Os preconceitos estabelecem um muro que divide a humanidade entre cidadãos e escravos. Como até o fim do século XIX, os escravos podem ser vendidos ou mortos pelos seus senhores. Nem são contabilizados os afegãos eliminados pelos bombardeios e pela fome causada pela guerra, nem os palestinos soterrados sob os escombros de cidades inteiras invadidas pelos tanques israelenses. Pouco se sabe acerca dos barcos carregados de africanos e asiáticos que emigram de suas terras arrasadas pelos planos de produção falidos, do Banco Mundial e outros organismos internacionais, que serviram para abrir caminho à protecção ocidental contra o terrorismo que vai instalando bases militares ou deixando o terreno minado. Às vezes surge uma notícia ou outra de emigrantes clandestinos abandonados no oceano ou abatidos quando chegavam em pequenos barcos à costa. Na Austrália descobrem ossos humanos nos ventres de tubarões. São notícias exóticas que animam a monotonia das informações seleccionadas pelas agências internacionais.

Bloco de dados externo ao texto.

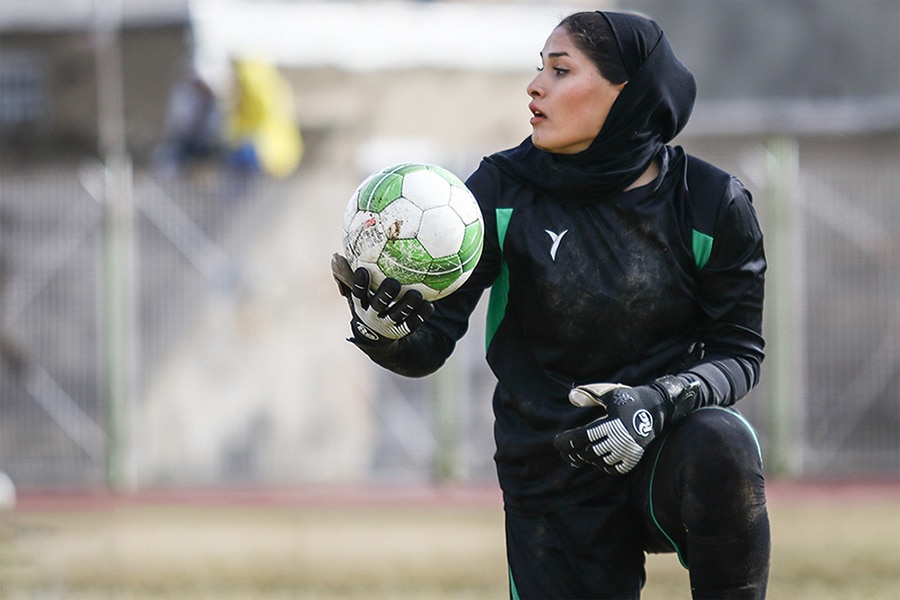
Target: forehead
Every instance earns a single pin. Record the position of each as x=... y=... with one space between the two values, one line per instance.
x=560 y=42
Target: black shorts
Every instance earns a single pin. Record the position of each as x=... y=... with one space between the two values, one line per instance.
x=698 y=491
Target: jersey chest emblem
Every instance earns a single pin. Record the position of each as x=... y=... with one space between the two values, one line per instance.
x=555 y=240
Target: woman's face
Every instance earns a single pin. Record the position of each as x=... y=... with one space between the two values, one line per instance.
x=570 y=99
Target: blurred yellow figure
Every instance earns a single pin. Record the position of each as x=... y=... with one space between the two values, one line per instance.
x=261 y=128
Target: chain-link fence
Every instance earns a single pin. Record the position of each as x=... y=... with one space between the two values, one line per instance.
x=237 y=372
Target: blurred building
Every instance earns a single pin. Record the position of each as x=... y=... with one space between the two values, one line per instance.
x=236 y=370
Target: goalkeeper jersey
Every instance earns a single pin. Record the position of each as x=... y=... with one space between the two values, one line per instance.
x=662 y=279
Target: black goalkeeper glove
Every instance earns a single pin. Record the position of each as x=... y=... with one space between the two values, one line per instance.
x=378 y=318
x=634 y=417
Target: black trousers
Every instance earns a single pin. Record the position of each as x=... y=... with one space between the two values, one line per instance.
x=698 y=491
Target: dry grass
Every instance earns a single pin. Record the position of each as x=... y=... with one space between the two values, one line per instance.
x=822 y=550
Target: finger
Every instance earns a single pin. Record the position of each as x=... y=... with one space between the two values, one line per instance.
x=404 y=307
x=419 y=315
x=360 y=287
x=343 y=275
x=385 y=295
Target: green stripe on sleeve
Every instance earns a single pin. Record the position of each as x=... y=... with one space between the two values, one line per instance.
x=702 y=246
x=500 y=289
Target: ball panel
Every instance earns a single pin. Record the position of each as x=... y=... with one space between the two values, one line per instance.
x=401 y=219
x=472 y=245
x=404 y=260
x=443 y=272
x=378 y=191
x=441 y=232
x=365 y=238
x=426 y=189
x=462 y=201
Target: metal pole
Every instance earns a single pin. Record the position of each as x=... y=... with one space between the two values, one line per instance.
x=785 y=365
x=118 y=245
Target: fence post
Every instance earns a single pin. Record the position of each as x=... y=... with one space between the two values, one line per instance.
x=118 y=247
x=785 y=325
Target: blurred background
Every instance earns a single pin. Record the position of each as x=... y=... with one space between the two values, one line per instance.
x=173 y=176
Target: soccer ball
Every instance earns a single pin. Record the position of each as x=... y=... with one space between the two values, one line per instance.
x=416 y=223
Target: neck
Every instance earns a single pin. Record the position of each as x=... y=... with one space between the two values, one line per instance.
x=648 y=176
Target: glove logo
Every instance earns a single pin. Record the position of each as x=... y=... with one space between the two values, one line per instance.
x=366 y=332
x=642 y=423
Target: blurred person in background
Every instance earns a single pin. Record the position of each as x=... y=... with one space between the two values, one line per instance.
x=261 y=131
x=625 y=321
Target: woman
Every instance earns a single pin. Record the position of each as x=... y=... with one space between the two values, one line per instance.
x=625 y=316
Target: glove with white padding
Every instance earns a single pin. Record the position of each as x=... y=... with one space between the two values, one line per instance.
x=378 y=317
x=634 y=416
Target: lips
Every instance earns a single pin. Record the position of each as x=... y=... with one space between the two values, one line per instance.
x=537 y=115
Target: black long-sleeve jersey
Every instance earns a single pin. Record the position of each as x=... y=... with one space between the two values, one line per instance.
x=666 y=278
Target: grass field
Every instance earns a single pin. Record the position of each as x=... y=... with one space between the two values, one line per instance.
x=833 y=543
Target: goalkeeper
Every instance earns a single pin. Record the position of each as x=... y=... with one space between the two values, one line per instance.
x=624 y=321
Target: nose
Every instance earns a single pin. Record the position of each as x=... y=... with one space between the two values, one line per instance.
x=534 y=89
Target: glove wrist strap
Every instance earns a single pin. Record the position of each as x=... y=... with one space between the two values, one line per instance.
x=680 y=395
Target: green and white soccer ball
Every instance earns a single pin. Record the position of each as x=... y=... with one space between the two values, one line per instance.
x=416 y=223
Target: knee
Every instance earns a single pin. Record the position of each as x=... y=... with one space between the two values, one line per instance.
x=722 y=468
x=721 y=441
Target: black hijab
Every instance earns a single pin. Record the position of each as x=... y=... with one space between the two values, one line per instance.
x=652 y=108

Os condimentos para o confronto nazista mundial foram meticulosamente preparados e o holocausto está em curso em campos de refugiados para substituir os onerosos campos de concentração de Hitler. Urge desenvolver a consciência de cidadania e de humanidade para que as práticas alienadoras da sociedade de consumo não prossigam o seu processo de destruição da sensibilidade das populações para os perigos que nos cercam.
Hora de fazer política
Em entrevista a um pequeno jornal brasileiro, o bispo Dom Demétrio Valentim que incentiva a realização de um Plebiscito da Alca, como o que já foi feito o da dívida externa há dois anos, ressaltou a importante medida de esclarecimento da população e mobilização em torno de um tema de interesse económico e político. «Trata-se de um Plebiscito com grande valor pedagógico, que educa para o debate de questões que precisam do respaldo popular para serem bem conduzidas politicamente», e, continua, «a democracia nunca pode ser considerada como uma conquista já estabelecida. Ela enfrenta agora, especialmente, o desafio do poderio económico nas campanhas eleitorais, e a capacidade de distorção e alienação dos grandes meios de comunicação. Por isto, precisamos encontrar maneiras de neutralizar a ditadura do poderio económico e dos grandes conglomerados de comunicação, para que as eleições não se transformem em instrumento de mascarar de democracia conchavos feitos com antecedência para a pilhagem do poder.»
Ao ser consultado sobre a proposta de aliança com o PL - Partido Liberal, da Igreja Universal - feita pelo Lula como candidato à Presidência pelo PT, o bispo Valentim respondeu: «Alianças fazem parte do jogo democrático. Mas não podem significar a abdicação de convicções, nem o abandono da coragem de propor com transparência a plataforma de transformações que precisam ser feitas.» Quando o entrevistador referiu a acusação feita à CNBB de «fazer política», o bispo lembrou que há católicos em todos os partidos políticos mas «só são estigmatizados de "fazer política" os que propugnam por mudanças profundas na sociedade injusta em que vivemos»! Quem vota pela sua continuidade não é considerado como "fazendo política"».
É mais que hora de fazer política pela Paz Mundial, com todos
os recursos pedagógicos e de mobilização de massas!